Nearly 200 Elders across Victoria took part in the truth-telling process, mostly through yarning circles held on Country, including on the Mooroopna Flats and the site of the Cummeragunga Mission.
The interim report is brutal in its detail of the abuse, dispossession and disadvantage that is part of the Elders painful history.
Aunty Fay Carter told the Commission of Uncle Doug Nicholls riding his white horse through the mission shouting “barramandain coming”, Yorta Yorta for police or welfare.
“When this happened, the kids would be hidden, or they would swim across the river. But unfortunately, some of the kids still got taken by the welfare,” she was quoted in the report as saying.
The report, the first from an Australian truth-telling commission, details Elders’ ongoing pain and harm to Victorian First Peoples at the individual, family, community and state level.

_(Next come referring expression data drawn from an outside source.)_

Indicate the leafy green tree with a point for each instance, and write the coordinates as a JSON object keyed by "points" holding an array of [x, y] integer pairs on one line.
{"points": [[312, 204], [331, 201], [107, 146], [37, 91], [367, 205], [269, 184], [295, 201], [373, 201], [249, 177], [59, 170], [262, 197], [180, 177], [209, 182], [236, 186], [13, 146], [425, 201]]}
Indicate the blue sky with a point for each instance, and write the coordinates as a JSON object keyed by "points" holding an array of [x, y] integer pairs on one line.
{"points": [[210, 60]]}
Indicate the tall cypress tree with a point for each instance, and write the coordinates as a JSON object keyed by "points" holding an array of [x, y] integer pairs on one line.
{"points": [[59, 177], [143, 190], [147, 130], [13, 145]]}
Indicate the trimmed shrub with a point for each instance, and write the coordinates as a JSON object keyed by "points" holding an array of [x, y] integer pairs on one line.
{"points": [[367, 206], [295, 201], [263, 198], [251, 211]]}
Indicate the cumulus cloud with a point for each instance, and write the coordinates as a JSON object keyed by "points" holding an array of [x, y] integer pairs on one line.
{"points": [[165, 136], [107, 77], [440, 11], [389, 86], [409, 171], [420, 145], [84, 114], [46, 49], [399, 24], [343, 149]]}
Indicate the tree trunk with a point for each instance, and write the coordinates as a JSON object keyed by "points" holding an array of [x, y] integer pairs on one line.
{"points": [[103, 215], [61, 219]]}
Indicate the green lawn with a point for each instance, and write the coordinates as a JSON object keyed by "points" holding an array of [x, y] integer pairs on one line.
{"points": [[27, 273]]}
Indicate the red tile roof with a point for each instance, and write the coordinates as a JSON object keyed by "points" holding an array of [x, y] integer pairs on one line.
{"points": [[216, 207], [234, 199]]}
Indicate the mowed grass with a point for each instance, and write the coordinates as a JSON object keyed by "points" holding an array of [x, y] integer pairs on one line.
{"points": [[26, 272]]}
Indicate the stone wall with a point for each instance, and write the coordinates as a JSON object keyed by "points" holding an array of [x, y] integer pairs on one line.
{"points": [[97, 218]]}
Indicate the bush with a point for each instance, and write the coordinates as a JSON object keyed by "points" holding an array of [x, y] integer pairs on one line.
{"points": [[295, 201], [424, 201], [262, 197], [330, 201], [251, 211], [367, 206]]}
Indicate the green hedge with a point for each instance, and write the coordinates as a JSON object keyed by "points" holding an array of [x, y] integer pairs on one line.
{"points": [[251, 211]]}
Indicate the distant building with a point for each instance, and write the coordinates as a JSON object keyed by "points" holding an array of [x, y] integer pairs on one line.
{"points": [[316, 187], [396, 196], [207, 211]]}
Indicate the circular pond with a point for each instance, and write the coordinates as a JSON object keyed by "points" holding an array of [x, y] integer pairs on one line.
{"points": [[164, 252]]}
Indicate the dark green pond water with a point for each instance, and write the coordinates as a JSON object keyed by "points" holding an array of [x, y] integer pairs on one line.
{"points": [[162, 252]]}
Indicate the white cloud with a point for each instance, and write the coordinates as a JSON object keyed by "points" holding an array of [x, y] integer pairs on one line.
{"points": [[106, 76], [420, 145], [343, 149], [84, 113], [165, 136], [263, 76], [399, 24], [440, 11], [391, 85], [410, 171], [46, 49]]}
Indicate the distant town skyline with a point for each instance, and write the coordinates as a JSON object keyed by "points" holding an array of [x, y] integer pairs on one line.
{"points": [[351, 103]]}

“We have recorded their truth and their stories. This first interim report relates how important it is to act on the issues they have raised,” Yoorrook Justice Commission chair Professor Eleanor Bourke said.
“Our Elders deserve to see change in their lifetimes.”

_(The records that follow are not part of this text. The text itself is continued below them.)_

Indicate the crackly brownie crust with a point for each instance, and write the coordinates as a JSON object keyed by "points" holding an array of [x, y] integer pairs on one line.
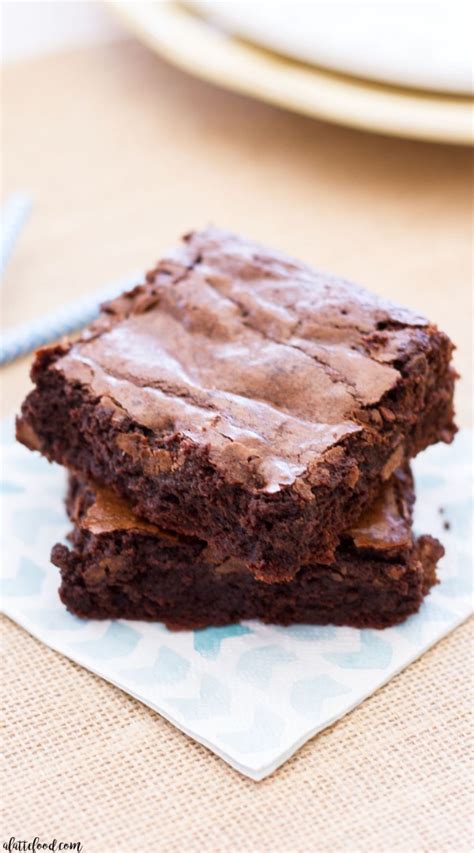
{"points": [[243, 397], [119, 566]]}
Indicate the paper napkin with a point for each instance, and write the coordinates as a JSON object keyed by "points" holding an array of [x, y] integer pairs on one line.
{"points": [[252, 693]]}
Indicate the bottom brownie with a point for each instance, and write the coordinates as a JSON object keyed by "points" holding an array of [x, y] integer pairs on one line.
{"points": [[119, 566]]}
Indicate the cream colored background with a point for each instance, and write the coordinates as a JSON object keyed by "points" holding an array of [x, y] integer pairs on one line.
{"points": [[122, 154]]}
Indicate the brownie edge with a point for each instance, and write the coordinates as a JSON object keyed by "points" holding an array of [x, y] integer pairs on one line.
{"points": [[118, 566]]}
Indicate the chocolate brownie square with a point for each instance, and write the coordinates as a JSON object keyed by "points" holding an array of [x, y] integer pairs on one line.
{"points": [[244, 398], [119, 566]]}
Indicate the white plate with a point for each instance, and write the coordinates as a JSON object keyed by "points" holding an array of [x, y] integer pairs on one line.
{"points": [[427, 45], [193, 45]]}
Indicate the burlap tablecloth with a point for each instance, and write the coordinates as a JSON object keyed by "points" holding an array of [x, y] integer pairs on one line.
{"points": [[122, 153]]}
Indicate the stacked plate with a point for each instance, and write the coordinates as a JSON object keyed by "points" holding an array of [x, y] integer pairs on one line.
{"points": [[401, 68]]}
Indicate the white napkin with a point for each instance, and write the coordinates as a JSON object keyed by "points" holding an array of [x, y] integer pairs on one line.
{"points": [[252, 693]]}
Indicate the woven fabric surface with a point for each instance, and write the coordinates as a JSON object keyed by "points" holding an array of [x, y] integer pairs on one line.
{"points": [[96, 766]]}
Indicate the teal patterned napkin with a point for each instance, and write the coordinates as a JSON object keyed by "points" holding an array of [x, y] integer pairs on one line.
{"points": [[252, 693]]}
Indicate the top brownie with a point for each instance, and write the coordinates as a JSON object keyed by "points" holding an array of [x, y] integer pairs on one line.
{"points": [[245, 398]]}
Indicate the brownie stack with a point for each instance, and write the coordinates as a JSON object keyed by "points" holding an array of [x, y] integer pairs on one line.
{"points": [[238, 431]]}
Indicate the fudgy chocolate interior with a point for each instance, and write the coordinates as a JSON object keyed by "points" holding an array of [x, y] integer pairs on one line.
{"points": [[119, 566]]}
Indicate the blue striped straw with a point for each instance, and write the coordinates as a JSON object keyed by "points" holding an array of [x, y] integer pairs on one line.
{"points": [[26, 337], [14, 214]]}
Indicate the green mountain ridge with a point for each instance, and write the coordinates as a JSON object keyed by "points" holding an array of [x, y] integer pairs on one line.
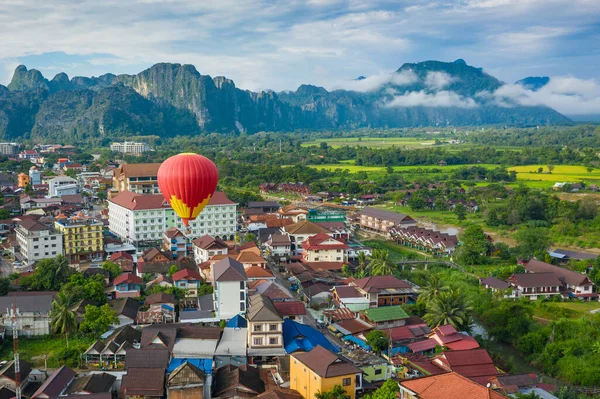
{"points": [[173, 99]]}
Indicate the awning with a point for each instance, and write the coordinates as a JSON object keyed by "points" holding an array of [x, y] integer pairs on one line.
{"points": [[420, 346], [359, 342]]}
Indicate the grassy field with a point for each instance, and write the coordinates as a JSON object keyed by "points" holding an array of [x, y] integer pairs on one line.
{"points": [[372, 142], [561, 173], [33, 350]]}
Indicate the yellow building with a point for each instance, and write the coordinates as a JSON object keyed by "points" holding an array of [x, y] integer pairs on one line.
{"points": [[320, 370], [82, 238], [23, 180]]}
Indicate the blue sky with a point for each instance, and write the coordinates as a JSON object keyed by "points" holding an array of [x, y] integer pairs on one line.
{"points": [[267, 44]]}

Each of the 200 Elders pointed to the ongoing effects of discriminatory policies and racist beliefs, including those that led to the Stolen Generation; policies and beliefs that have not only affected them but continue to affect their children and grandchildren.
“Yoorrook Commissioners have seen a deep heaviness of heart and heard despair at the continuation of injustice,” Prof Bourke said.
“This is why the Yoorrook Justice Commission must offer a very different forum for truth-telling and include new ways to bring about change in a contemporary environment, primarily through treaty.”
In addition to the issues of concern raised by Elders, the first interim report, outlines the foundational work of the Yoorrook Justice Commission in establishing culturally appropriate and trauma-informed processes to ensure participant safety and wellbeing.
The interim report has identified significant issues warranting urgent and ongoing attention and a second report will make recommendations for consideration in the process of negotiating Treaty with the state.
The commission has sought a change to its power to enable another report to be delivered as part of the next phase of its work.